Enunciado
João, proprietário de uma gleba de terra, realizou o parcelamento do solo de forma irregular (sem registro nos órgãos competentes) e vendeu um lote para Regina. No contrato assinado, constava uma cláusula expressa, declarando que o loteamento era irregular e que Regina estava ciente dessa condição. Meses depois, Regina pleiteou a anulação do contrato. Com base no entendimento do Superior Tribunal de Justiça, e na Lei nº 6.766/79, assinale a alternativa correta.
Alternativas
- A.O contrato é válido e eficaz, uma vez que a autonomia da vontade deve prevalecer, e Regina aceitou o risco ao assinar a cláusula de ciência da irregularidade.
- B.O negócio jurídico é nulo por ilicitude do objeto, e a ciência prévia da compradora sobre a irregularidade não tem o condão de validar o ato.
- C.A Lei nº 6.766/79 não se aplica ao caso de João, pois ele é um particular, e a referida lei restringe-se apenas a grandes empreendimentos imobiliários e loteadoras.
- D.O contrato é anulável (vício de consentimento), mas Regina perde o direito à devolução dos valores porque agiu de má-fé ao aceitar um contrato que sabia ser irregular.
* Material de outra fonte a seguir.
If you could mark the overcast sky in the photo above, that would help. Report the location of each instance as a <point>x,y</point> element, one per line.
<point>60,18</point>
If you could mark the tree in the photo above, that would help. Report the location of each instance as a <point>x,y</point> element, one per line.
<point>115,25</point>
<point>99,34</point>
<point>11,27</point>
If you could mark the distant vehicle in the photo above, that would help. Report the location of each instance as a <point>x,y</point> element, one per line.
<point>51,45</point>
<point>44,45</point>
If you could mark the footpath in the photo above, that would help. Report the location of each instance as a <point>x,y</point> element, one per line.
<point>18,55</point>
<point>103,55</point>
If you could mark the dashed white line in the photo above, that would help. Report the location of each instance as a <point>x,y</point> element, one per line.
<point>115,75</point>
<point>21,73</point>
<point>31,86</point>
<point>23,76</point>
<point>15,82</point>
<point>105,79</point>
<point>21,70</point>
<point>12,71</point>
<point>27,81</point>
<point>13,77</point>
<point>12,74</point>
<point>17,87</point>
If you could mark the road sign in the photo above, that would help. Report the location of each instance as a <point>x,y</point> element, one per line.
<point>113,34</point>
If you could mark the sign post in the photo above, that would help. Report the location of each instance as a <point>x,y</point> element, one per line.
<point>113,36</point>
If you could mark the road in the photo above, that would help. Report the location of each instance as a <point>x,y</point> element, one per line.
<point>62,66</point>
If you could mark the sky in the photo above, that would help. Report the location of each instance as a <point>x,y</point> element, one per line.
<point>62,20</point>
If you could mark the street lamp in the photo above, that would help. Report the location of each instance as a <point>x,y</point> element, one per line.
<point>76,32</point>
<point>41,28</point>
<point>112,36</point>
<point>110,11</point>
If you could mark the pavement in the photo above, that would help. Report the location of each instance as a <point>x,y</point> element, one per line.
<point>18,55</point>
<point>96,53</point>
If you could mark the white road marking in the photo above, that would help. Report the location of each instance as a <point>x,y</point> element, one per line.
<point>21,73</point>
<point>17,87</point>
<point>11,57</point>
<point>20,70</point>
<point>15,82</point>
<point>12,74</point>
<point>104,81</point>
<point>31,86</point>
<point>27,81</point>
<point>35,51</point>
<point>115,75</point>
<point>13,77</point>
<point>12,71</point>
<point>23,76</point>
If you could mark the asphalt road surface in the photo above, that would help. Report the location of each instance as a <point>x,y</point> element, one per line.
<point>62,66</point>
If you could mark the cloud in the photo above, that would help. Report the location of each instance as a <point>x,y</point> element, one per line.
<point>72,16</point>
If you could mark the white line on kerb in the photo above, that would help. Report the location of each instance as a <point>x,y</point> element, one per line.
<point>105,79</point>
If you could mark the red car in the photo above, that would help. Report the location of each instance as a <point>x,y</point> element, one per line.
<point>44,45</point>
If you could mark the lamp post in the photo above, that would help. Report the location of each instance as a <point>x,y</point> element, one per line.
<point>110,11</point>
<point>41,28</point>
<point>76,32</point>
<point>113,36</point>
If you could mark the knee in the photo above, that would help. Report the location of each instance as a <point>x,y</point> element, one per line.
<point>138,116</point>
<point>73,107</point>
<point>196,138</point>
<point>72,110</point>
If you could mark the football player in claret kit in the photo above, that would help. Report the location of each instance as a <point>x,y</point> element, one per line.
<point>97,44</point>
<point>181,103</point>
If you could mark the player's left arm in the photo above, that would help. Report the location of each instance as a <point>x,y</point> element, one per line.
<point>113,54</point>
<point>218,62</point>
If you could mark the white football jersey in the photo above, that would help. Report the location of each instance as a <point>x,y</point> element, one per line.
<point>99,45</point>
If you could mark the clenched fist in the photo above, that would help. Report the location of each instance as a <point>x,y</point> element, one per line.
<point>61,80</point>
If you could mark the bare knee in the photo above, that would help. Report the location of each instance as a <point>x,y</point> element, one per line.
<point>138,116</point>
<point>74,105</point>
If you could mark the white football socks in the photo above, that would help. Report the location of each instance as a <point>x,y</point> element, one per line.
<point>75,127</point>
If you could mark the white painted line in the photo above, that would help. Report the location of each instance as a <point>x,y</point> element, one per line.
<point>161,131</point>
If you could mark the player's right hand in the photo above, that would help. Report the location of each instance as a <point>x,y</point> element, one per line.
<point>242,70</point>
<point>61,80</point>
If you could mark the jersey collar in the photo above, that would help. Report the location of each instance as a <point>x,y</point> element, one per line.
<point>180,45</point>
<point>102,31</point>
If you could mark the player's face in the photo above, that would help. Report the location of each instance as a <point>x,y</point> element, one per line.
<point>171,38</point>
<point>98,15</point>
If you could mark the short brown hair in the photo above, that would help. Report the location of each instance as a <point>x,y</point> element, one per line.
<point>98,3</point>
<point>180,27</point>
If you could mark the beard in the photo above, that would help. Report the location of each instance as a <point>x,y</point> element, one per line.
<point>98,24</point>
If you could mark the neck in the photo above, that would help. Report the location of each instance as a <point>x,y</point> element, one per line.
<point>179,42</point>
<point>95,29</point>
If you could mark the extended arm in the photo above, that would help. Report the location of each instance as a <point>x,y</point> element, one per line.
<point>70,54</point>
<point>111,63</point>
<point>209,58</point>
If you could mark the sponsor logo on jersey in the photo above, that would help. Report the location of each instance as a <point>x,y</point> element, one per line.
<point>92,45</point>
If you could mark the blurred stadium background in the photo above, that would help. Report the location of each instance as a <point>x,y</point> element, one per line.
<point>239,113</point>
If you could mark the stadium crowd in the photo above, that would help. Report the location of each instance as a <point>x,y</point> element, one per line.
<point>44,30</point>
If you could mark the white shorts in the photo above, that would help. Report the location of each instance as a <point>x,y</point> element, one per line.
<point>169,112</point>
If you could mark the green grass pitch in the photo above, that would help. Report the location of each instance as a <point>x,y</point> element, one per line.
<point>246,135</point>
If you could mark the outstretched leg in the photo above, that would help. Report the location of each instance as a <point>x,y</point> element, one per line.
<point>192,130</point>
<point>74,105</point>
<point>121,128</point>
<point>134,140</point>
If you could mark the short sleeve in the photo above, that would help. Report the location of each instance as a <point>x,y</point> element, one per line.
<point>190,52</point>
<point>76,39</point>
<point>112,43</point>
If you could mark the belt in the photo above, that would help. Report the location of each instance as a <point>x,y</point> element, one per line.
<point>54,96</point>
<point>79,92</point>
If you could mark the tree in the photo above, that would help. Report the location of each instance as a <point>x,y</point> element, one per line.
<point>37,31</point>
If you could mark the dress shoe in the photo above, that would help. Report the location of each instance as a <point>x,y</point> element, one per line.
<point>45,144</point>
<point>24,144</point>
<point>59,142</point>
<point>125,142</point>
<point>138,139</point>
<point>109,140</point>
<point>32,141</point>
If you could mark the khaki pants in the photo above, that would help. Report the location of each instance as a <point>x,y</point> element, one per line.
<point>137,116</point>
- E.O contrato é válido, pois, em situações de ciência mútua da irregularidade, aplica-se o princípio de que “ninguém pode se beneficiar da própria torpeza”, mantendo-se o contrato em vigor para evitar o enriquecimento sem causa.
Gabarito: alternativa correta destacada.
Comentario
O gabarito definitivo indica a alternativa B. A alternativa B é correta: a comercialização de lote sem registro contraria proibição legal e apresenta objeto ilícito; a ciência do comprador não convalida nulidade absoluta.
Alternativa A: É incorreta porque autonomia privada não supera a norma de ordem pública do parcelamento do solo.
Alternativa B: É correta ao reconhecer nulidade e irrelevância da cláusula de ciência para sanar o ilícito.
Alternativa C: É incorreta porque a Lei 6.766/1979 alcança qualquer parcelador, não apenas grandes loteadoras.
Alternativa D: É incorreta porque não se trata apenas de vício anulável de consentimento, e a restituição não é afastada automaticamente.
Alternativa E: É incorreta porque a vedação de benefício da própria torpeza não serve para manter negócio legalmente proibido.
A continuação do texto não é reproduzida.